L’étude Kunststoff Recycling und Verwertung (KuRVe), réalisée par l’entreprise Carbotech AG et l’Institut de technologie environnementale appliquée UMTEC sur mandat de huit cantons, plusieurs associations et l’Office fédéral de l’environnement OFEV, s’est intéressée aux moyens d’utilisation et d’élimination des emballages en plastique issus des ménages suisses. 

L’étude «KuRVe» fournit des principes importants pour le recyclage des matières plastiques en Suisse: la collecte mixte de déchets plastiques offre un bénéfice écologique limité pour des coûts élevés. Les associations nationales de la gestion communale des déchets OIC et ASED ainsi que l’association faîtière Swiss Recycling voient leurs recommandations confirmées par les résultats des études: seuls les matériaux recyclables doivent être collectés et ce, séparément.

Les résultats de l’étude peuvent être résumés de la façon suivante : comparées à la collecte des bouteilles à boissons en PET, les collectes mélangées de matières plastiques des ménages présentent une écoefficacité plus faible. Alors qu’elles coûtent cher, elles ne présentent qu’un faible avantage écologique.

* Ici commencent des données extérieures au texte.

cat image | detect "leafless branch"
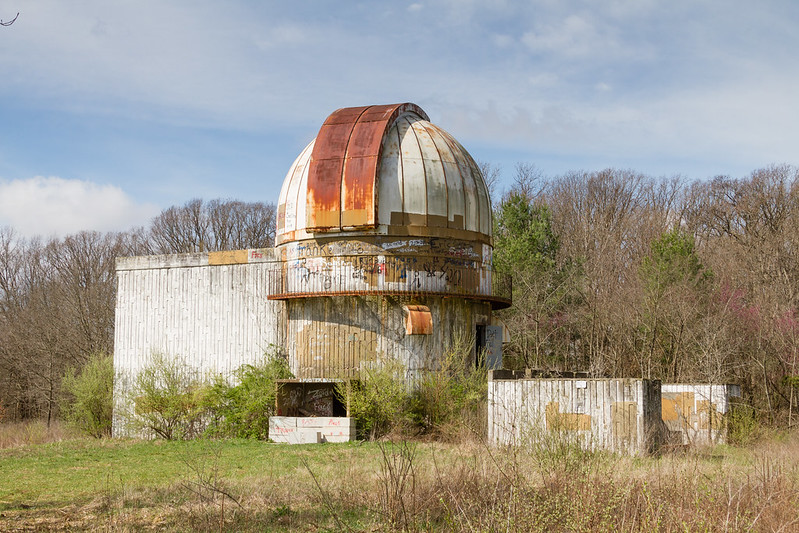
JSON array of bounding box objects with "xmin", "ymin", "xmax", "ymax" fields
[{"xmin": 1, "ymin": 12, "xmax": 19, "ymax": 26}]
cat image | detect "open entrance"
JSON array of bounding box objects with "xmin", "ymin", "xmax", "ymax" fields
[
  {"xmin": 275, "ymin": 380, "xmax": 350, "ymax": 417},
  {"xmin": 476, "ymin": 324, "xmax": 503, "ymax": 370}
]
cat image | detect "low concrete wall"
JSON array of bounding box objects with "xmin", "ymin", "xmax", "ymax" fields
[
  {"xmin": 661, "ymin": 384, "xmax": 742, "ymax": 445},
  {"xmin": 269, "ymin": 417, "xmax": 356, "ymax": 444},
  {"xmin": 488, "ymin": 373, "xmax": 662, "ymax": 455}
]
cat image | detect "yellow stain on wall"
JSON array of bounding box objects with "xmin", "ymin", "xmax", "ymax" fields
[
  {"xmin": 697, "ymin": 400, "xmax": 723, "ymax": 430},
  {"xmin": 545, "ymin": 402, "xmax": 591, "ymax": 431},
  {"xmin": 208, "ymin": 250, "xmax": 249, "ymax": 265},
  {"xmin": 611, "ymin": 401, "xmax": 638, "ymax": 444},
  {"xmin": 661, "ymin": 392, "xmax": 695, "ymax": 430}
]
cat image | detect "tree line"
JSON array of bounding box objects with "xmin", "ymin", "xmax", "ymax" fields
[
  {"xmin": 494, "ymin": 163, "xmax": 799, "ymax": 425},
  {"xmin": 2, "ymin": 166, "xmax": 798, "ymax": 427},
  {"xmin": 0, "ymin": 199, "xmax": 276, "ymax": 422}
]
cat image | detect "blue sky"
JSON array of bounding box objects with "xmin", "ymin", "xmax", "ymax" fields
[{"xmin": 1, "ymin": 1, "xmax": 798, "ymax": 237}]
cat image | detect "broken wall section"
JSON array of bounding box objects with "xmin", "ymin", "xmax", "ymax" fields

Ces coûts relativement importants sont d’une part le résultat d’une logistique compliquée, plus la collecte étant mélangée, plus les frais de tri étant importants. D’autre part, les recettes de la vente de la matière sont moindres. Les principales critiques adressées à la collecte mixte sont les coûts supplémentaires encourus ainsi que la matière incinérée pour être valorisée thermiquement après avoir été collectée et triée au prix d’un effort important. Bon nombre de ce qui est collecté ne peut pas être recyclé ou n’est pas demandé sur le marché secondaire. Actuellement, ce problème est bien illustré par l’arrêt des importations édicté par la Chine. Si la matière collectée pouvait être bien valorisée, la Chine la prendrait volontiers ; ce pays ne disposant cependant pas d’installations de valorisation thermique à large échelle comme c’est le cas en Suisse, elle risque de se transformer en « décharge pour les plastiques de mauvaise qualité ».